Nesbitt's fate at Arnotts in the balance
Northern Quarter 'dead in water' as properties to be sold
Published 07/08/2010 | 05:00
The fate of Arnotts chairman Richard Nesbitt is expected to be decided next week when the banks taking over the department store are likely to announce a series of management and board changes.
The future of Mr Nesbitt rests with Mark Schwartz, the American founder of advisory group Palladin, which has been advising the company for several months. It is understood several phone calls between Mr Schwartz and Mr Nesbitt have taken place this week.
It has also emerged that Anglo studied the idea of putting Arnotts into receivership before finally coming around to the idea of taking control of the firm.
"We looked at alternatives -- receivership, liquidation, selling it off in pieces, and we decided that this was the best thing to do," said Anglo chief executive Mike Aynsley yesterday.
"If you look at what happened, they were buying all these properties and developing them at the top of the market, and they were leveraged up with debt," he commented.
"It's a really good example of a good business straying from its meat and potatoes and getting caught. It doesn't take away from the viable business model underpinning Arnotts," he added.

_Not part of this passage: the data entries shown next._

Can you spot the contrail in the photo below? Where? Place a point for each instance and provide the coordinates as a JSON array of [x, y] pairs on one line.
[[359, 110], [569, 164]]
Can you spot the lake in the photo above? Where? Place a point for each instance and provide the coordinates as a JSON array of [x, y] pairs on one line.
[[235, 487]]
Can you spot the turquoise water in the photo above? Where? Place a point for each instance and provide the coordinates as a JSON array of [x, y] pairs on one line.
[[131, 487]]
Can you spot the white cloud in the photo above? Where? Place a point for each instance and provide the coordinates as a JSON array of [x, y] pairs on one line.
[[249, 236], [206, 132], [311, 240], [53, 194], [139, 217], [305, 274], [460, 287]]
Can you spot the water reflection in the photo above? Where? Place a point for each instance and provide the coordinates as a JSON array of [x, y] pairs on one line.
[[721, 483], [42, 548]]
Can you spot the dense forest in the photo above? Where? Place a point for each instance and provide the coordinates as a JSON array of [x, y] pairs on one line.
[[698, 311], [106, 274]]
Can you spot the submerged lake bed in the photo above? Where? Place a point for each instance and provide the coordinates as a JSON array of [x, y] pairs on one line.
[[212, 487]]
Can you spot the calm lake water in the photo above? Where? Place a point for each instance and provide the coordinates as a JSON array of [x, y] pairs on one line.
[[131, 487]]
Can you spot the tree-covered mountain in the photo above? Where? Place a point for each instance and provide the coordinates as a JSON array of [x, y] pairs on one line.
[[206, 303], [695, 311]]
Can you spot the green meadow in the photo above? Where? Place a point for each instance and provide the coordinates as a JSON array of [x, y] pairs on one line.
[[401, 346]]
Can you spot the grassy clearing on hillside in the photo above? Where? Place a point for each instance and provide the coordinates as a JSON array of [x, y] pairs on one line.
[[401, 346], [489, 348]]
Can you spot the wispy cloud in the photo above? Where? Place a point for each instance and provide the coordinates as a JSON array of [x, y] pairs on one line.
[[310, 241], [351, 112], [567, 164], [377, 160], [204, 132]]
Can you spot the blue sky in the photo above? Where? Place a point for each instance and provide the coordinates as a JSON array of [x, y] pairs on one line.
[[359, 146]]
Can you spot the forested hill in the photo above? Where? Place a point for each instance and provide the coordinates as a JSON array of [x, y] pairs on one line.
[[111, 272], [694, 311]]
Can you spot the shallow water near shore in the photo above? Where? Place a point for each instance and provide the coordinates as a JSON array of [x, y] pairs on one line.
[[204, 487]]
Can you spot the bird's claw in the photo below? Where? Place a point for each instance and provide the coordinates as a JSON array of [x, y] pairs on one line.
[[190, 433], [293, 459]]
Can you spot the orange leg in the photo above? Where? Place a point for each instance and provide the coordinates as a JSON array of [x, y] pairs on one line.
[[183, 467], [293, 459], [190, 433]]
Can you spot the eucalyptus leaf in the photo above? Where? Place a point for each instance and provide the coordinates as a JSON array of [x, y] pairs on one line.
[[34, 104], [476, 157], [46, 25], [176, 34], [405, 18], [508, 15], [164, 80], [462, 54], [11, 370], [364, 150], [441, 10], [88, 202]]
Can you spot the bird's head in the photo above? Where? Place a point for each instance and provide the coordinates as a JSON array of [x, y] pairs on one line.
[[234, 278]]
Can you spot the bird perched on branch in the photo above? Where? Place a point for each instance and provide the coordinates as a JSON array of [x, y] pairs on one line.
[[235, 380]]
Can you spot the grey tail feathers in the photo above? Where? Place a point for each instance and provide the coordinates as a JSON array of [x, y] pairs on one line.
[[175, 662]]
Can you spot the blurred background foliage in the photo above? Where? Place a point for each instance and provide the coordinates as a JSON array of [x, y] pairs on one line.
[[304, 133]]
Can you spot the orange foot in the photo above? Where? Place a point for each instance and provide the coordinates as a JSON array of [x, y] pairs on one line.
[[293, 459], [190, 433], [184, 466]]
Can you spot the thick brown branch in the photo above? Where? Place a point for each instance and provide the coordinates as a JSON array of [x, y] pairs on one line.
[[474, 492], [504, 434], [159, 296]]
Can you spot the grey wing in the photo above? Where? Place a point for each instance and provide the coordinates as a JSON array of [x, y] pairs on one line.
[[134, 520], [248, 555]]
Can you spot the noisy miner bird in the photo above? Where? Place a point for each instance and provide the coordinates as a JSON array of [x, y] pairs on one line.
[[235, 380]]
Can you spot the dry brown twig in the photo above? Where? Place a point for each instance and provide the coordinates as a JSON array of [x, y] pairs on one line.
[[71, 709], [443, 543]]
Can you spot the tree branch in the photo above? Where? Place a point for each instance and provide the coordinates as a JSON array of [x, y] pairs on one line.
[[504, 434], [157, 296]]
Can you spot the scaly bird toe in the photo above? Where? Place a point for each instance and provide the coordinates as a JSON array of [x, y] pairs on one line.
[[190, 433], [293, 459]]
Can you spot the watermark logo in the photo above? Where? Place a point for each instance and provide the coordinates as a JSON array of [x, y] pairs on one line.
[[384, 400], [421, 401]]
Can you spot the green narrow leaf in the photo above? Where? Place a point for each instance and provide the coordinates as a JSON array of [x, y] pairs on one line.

Mr Nesbitt, who has served on the Arnotts board for about 30 years, is said to be interested in a role as chairman, but sources familiar with the banks' thinking said it may be difficult for him to retain a role, as Mr Nesbitt may have to concentrate on his own financial affairs.
Mr Nesbitt could not be contacted through his spokesman last night and is believed to be out of the country.
The upcoming talks with unions is said to be one area in which Mr Nesbitt believes he can still make a contribution.
Anglo and Ulster Bank are expected to name directors to the board next week, with both banks already sounding out potential representatives this week. They are expected to be from a retail background, rather than a banking background.
Ulster and Anglo will design a structure that means they do not have to consolidate the accounts of Arnotts into their own books.
The banks are also expected to sell off a large amount of the Arnotts property portfolio, with some other parts being hoarded on a more long-term basis until the market recovers.
The Northern Quarter, as originally envisaged by Mr Nesbitt, is said to be "dead in the water", with the banks anxious that Arnotts concentrates solely on its retailing activities.
Paladin is the key force at the company and is believed to have significantly improved on its performance since taking the reins. The EU has set a deadline of Monday for submissions from parties who object to the two banks taking over the store.